On Friday, for one final time, a small group of fans of the long-departed doo-wop star gathered at his gravestone in the backyard of Elmwood Park resident Pam Nardella before the stone was finally removed.
“I think it’s a little sad. But we’ll put something else. I might put a bulldog statue there,” says Nardella.
The stone was loaded up and shipped to Michigan where it will go to the Michigan Rock ‘n’ Roll Legends Hall of Fame Museum.
“When you think about music in Michigan, probably the name that comes up most often is Motown,” says museum founder Gary Johnson.
Removing the headstone put an end to the monument’s eight-year stint among Nardella’s nativity set and springtime irises. Before the stone ended up in her backyard, it sat for years in the window of the Clifton Music Record Shop, which closed in 2012.
Why the stone was never at Lymon’s grave is a long story.
For about 20 years after his tragic death at age 25 in 1968, Lymon’s grave in St. Raymond’s Cemetery in the Bronx was unmarked. A group of fans, headed by the late Ronnie Italiano – owner of the Clifton Music Record Shop – held benefits to buy a headstone.

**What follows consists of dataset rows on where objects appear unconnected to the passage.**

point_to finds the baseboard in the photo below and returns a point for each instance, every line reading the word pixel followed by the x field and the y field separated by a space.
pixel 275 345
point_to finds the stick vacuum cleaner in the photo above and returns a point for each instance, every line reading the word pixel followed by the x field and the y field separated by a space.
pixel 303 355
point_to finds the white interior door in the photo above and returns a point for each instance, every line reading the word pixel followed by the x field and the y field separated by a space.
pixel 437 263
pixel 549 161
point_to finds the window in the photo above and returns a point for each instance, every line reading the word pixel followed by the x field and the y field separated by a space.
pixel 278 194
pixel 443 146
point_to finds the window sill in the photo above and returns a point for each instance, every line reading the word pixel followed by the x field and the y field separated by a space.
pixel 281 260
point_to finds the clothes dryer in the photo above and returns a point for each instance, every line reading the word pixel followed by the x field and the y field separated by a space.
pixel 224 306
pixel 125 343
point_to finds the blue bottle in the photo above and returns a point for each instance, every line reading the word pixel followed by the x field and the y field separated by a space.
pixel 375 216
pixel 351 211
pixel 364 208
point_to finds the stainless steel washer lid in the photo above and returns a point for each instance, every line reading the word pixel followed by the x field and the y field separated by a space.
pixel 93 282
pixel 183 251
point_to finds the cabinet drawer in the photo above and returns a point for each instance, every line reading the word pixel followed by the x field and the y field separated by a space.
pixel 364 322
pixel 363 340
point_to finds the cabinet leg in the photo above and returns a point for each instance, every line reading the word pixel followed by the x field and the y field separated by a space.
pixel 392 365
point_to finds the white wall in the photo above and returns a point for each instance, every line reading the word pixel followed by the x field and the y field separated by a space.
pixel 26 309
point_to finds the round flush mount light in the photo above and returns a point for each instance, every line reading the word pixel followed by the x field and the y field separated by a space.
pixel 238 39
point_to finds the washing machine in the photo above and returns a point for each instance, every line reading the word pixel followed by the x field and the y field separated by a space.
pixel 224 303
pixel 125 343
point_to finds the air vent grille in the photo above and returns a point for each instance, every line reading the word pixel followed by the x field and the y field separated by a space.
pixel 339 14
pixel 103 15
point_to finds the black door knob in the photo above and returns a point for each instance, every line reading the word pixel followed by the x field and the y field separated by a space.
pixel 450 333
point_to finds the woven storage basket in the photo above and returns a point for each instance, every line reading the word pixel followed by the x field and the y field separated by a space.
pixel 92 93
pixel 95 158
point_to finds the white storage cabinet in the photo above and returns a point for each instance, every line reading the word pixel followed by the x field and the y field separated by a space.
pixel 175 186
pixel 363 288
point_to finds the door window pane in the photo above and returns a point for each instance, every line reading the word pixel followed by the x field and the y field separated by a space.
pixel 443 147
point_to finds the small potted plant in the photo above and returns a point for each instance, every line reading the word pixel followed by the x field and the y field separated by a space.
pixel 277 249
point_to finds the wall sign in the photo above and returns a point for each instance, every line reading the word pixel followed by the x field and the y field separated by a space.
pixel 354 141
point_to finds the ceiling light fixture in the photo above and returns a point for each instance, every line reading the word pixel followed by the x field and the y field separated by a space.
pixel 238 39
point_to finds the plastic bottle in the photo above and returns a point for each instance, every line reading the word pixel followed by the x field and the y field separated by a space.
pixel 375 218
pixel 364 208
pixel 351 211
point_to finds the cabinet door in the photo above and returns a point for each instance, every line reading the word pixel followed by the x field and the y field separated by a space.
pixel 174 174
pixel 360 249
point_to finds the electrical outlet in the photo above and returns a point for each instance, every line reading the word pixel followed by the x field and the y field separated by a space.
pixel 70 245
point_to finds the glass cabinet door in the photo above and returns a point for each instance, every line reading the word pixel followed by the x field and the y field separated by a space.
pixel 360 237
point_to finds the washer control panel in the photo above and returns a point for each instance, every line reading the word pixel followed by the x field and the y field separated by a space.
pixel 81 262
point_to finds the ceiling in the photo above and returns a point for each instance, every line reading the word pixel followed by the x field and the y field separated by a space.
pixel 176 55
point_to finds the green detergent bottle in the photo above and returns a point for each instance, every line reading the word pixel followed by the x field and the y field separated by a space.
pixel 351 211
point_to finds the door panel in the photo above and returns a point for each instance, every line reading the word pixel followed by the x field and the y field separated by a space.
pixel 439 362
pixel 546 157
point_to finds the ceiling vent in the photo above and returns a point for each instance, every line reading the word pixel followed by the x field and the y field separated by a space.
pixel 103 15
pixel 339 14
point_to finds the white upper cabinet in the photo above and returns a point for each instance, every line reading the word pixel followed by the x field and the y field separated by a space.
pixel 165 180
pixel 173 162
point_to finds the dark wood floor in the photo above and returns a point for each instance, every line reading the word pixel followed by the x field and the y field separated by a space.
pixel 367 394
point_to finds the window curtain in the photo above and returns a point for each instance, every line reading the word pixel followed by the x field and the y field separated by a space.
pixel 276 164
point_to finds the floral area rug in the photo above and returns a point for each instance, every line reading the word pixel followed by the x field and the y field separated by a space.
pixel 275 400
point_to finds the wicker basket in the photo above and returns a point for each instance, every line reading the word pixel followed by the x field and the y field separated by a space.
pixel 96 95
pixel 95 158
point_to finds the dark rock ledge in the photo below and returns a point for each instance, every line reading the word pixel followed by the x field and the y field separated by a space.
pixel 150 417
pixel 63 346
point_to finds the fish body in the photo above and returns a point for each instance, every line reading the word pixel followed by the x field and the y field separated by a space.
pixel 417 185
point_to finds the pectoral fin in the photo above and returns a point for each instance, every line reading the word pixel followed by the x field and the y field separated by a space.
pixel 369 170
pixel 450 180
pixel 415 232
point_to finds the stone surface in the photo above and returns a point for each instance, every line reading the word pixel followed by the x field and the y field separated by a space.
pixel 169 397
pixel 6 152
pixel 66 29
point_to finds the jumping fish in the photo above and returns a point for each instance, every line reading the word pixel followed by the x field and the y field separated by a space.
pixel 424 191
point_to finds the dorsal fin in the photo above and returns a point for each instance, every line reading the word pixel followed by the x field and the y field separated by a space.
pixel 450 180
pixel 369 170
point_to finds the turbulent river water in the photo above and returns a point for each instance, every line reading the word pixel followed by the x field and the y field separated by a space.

But amid a court battle over his estate between Lymon’s three wives, one of those wives hurriedly put her own headstone on the grave. It was a move that the fans believed was one just for the money.
They said that their headstone was forged out of love. Nardella and other fans have always considered it to be the real one.
And now the father-son team of Scott and Michael Rullis from Monroe Monuments will take it away and bring it to the museum that fans say is where it belongs.